We already know what McCoy can do when the offense is clicking, but the presence of a one-two punch with Brown is what makes the offense truly exciting heading into the 2013 season. As a 21-year-old rookie (and the second-youngest player in the league), Brown introduced himself to Eagles fans in a big way with 178 and 169 rushing yards respectively in his first two starts. Though Brown’s numbers slowed a bit to close the season, it’s obvious that the talent is there for him to be a difference maker for the Eagles. But there was one thing that slowed Brown down as a rookie.

Ball security “has been probably my number one priority besides being in shape,” Brown told PhiladelphiaEagles.com earlier this offseason. “I think being in shape and being able to go longer will help me in that area. I can say that last year I wasn’t in the best shape that I could be. I’m in a lot better shape now. I think me being in the best shape that I can will allow me to dig deep, fight harder and be able to hone in on the little things like keep the ball (protected).”

Brown’s fumbling issues, while probably overstated a bit, don’t seem to worrisome when you look at the history of rookie running backs and fumbling. Brown fumbled four time last season over 128 offensive touches, good for 32 touches per fumble. The list of rookie running backs who have had worse rates includes Walter Payton, Barry Sanders, Gale Sayers, Thurman Thomas and, more recently, C.J. Spiller. Every one of those running backs suffered the worst fumble rate of their career in that rookie season. Add on that Brown was playing in his first full football season since high school and it’s easy to see why there’s promise for his ball protection moving forward.

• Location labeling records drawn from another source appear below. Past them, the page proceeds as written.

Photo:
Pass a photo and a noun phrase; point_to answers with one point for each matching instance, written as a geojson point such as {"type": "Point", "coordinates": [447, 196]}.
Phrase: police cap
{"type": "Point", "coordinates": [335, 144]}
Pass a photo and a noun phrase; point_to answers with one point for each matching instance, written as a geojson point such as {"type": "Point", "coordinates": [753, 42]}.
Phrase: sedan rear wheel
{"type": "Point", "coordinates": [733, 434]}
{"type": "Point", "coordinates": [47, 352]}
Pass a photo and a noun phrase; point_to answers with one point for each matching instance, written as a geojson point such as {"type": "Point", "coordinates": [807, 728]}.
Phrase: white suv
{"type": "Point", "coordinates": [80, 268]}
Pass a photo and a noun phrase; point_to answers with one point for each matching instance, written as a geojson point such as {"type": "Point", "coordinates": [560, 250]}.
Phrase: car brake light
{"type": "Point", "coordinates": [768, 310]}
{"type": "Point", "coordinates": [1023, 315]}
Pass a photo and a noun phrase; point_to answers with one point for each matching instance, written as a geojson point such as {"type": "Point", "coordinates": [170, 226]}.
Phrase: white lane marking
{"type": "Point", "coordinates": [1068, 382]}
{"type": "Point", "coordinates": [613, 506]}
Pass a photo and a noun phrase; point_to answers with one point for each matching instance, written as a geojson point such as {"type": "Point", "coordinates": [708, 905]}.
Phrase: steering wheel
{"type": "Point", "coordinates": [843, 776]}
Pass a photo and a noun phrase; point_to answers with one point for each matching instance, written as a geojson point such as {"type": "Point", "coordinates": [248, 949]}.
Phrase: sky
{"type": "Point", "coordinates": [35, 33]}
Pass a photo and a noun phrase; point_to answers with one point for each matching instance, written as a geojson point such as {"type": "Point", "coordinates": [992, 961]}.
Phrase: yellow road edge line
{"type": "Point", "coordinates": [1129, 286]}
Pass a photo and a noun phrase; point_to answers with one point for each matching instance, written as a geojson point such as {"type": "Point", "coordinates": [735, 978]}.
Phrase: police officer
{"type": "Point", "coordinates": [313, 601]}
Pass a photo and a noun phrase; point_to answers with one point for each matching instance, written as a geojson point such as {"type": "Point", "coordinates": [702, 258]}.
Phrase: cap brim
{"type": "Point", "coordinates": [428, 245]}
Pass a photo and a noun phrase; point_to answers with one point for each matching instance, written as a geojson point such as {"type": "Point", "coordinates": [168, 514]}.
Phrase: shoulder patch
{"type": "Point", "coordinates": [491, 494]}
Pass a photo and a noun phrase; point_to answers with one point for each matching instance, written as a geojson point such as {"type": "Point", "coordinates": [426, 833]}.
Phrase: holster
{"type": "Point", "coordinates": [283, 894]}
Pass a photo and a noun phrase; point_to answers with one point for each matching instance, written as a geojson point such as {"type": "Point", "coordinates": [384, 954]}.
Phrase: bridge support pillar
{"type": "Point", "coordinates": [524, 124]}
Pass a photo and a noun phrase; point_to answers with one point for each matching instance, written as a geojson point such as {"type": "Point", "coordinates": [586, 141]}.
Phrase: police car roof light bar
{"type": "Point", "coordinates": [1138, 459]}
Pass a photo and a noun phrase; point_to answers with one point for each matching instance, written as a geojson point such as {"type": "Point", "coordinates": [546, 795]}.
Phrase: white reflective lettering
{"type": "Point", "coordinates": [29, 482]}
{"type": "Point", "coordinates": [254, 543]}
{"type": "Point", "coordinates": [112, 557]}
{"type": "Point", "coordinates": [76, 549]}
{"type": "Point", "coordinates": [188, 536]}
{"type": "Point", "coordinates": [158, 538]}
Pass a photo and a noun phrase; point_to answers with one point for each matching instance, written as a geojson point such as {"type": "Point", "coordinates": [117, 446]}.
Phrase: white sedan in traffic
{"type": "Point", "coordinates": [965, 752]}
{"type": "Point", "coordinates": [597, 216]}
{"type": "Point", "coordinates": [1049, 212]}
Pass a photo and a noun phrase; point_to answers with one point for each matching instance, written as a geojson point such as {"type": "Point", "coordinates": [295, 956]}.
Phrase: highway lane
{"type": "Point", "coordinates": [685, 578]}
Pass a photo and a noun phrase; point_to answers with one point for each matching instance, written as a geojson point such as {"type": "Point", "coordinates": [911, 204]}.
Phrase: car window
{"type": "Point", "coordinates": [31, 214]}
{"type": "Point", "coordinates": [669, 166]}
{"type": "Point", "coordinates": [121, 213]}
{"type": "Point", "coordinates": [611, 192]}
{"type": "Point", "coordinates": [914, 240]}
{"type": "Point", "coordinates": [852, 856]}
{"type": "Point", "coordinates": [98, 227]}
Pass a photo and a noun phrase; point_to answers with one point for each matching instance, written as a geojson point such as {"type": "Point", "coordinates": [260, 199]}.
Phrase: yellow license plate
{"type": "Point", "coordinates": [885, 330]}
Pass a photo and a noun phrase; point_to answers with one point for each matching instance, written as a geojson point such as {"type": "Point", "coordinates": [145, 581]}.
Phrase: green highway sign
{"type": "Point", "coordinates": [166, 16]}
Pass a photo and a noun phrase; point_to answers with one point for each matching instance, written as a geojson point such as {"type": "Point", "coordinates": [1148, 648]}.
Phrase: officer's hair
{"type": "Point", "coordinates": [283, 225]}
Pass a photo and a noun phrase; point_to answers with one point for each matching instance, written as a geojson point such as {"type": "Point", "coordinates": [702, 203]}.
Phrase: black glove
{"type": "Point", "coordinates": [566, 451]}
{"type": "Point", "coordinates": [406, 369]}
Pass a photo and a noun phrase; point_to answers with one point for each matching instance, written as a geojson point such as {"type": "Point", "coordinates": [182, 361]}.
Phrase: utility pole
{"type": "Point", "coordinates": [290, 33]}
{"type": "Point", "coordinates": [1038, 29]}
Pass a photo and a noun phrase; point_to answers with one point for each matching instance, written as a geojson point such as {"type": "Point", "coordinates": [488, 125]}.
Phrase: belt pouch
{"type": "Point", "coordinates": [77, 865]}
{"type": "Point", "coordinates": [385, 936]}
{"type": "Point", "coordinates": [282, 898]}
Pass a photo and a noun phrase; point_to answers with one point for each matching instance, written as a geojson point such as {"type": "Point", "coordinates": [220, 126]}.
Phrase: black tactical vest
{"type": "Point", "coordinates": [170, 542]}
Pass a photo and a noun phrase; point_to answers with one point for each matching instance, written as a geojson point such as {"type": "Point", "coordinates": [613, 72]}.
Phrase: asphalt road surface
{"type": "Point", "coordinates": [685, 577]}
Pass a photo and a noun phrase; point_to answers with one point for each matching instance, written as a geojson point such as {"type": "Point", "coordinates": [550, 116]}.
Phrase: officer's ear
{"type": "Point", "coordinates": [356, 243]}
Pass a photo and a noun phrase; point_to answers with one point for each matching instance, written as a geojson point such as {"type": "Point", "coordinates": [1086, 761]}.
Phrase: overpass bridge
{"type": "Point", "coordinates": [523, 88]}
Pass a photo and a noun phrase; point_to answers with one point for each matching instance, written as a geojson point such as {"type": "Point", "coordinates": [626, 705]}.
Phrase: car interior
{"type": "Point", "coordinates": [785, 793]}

3. How Many Backs Will Kelly Keep?

Traditionally under Andy Reid, the Eagles kept three running backs on the active roster, though they did keep four in 2012. With Kelly likely to lean heavier on the running game, there’s every expectation that four running backs could be the norm moving forward. Barring injury, knock on wood, McCoy and Brown are locks to make the team. That would leave three backs to fight for two spots.

Incumbent Chris Polk has much to prove entering his second season after a rookie year spent on the sidelines. Polk has trimmed down this offseason to keep himself in better shape and will have every opportunity to prove himself throughout Training Camp. Felix Jones is the veteran of the Eagles running backs after five seasons with the Dallas Cowboys and has been an explosive player during his career, rushing for an impressive 4.8 yards per carry. But Jones is coming off a 2012 season during which he posted a career low 3.6 yards per carry and there is a real question as to how much he has left in the tank. Finally, undrafted rookie Matthew Tucker out of TCU is in the mix and does appear to provide a different dynamic as the biggest running back on the roster at 6-1, 227. Tucker will have to prove he can catch the ball and pass protect at the NFL level, but he will be an intriguing player to follow throughout the next month and beyond.